The Grey Seal's Eye Tradition / Ritual in Tellus | World Anvil

The Grey Seal's Eye

The Grey Seal is a wondrous creature of playful nature and curious demeanor. It makes its living on small fish that school under the perpetually frozen northern reaches of the seas, the odd sleeping bird, and the slops and leaving from humans preparing their unnecessarily (to the seal's mind) complicated dinner. The enjoy sand and conger eels, as well as flatfish, but will pass skates and rays right on by unless desperate.
  The little bastards dog-sized marine mammals have hollow fur to help them float as well as further insulate their bodies from the cold of their northern oceanic homes. Grey Seals are true seals, in that they sport short flippers with which they move around like a caterpillar on land. Their coloring ranges from a mottled brown and gray to an almost charcoal black.
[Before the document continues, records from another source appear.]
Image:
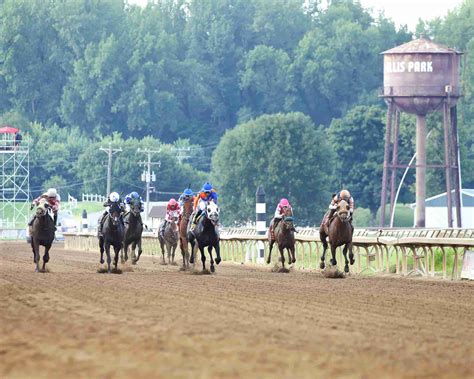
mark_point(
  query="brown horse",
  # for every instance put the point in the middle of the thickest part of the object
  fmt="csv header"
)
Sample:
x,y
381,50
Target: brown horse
x,y
169,239
183,231
284,236
340,233
42,233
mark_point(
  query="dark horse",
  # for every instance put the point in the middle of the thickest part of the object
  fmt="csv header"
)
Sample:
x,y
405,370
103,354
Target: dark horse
x,y
183,231
284,236
112,235
340,233
205,234
169,239
42,233
133,232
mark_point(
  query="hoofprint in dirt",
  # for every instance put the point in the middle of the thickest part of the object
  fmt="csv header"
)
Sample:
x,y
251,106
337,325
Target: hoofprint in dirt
x,y
242,321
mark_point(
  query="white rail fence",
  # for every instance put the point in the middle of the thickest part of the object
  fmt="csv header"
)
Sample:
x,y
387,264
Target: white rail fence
x,y
428,252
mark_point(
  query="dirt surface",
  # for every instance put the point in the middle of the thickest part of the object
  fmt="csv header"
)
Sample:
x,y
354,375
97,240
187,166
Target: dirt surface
x,y
154,321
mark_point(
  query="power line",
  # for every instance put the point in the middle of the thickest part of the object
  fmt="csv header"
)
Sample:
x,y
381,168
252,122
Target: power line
x,y
109,152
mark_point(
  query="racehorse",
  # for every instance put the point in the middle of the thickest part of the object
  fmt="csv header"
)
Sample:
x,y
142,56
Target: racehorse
x,y
133,232
340,233
112,235
169,239
42,233
183,231
205,234
284,236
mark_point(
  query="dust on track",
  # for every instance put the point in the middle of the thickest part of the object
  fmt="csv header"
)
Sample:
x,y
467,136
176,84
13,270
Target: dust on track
x,y
154,321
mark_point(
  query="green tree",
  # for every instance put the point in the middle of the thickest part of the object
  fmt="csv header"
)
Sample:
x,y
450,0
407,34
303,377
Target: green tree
x,y
265,80
286,154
Albino specimens have been seen, albeit rarely, among the Great Northwestern Population. They are fast, and sharp-eyed hunters whose well honed other senses are also always on the lookout for anything, food or foe.
Anything else is a toy!
  To the farthest northern tribes of humans, those who make their homes on the year-round ice and hunt the glaciers for their family and tribes, the Grey Seal is a delicacy. Chock full of omega fatty acids, lean protein, and a well-balanced amino acid composition, the animal's meat is stored in a variety of tasty ways, but to the hunter goes the prize.
With a deft pluck-and-twist, the seals eyes come free, one after the other. Then, reverently using their ulu knives in an almost ceremonial gesture of thanks, the eyes are sliced open by the hosts (or by their spouse) with one quick slash of the curved blade. All pomp and circumstance finally satisfied, the hunter and the eldest host will gleefully suck and squeeze the tasty jelly out of the flexible orb, and nibble slowly at the bulk of the eye as they talk into the firelit night.
Until a hunter has 'been given the first eye', he is said to still be a little too wet behind the ears to rank with the elders. Until they harpoon and run down a Grey Seal on their own, the prospective hunter can not lead a hunt for the tribe, or village. When that honor is achieved, the young hunter's chest swells with pride and self confidence.

History

A ritual and honor that was bred out of necessity so long ago nobody has been able to remember the first time someone honored the hunter this way for time out of mind.

Execution

Hunting a grey seal can be tedious and frustrating, but when you finally get a harpoon and a javelin or two into it, you get to chase it for another mile or so. Carrying a Coracle upon one's back in case the seal makes a break for the open sea, the hunter sets off to run down his prey.

Components and tools

The correct cold-weather clothing is absolutely essential for survival up here in the tundra, and nowhere is that more on display than when a hunter becomes trapped in a blizzard or other storm while tracking a kill. They will never stop running down their quarry, unless they lose the trail altogether.

Participants

The coming of age of any hunter, boy, girl, or walker on two paths, is a real moment in a young hunter's life. Receiving the first eye, from the hand of the host of the home, is a the greatest honor anyone could bestow upon another.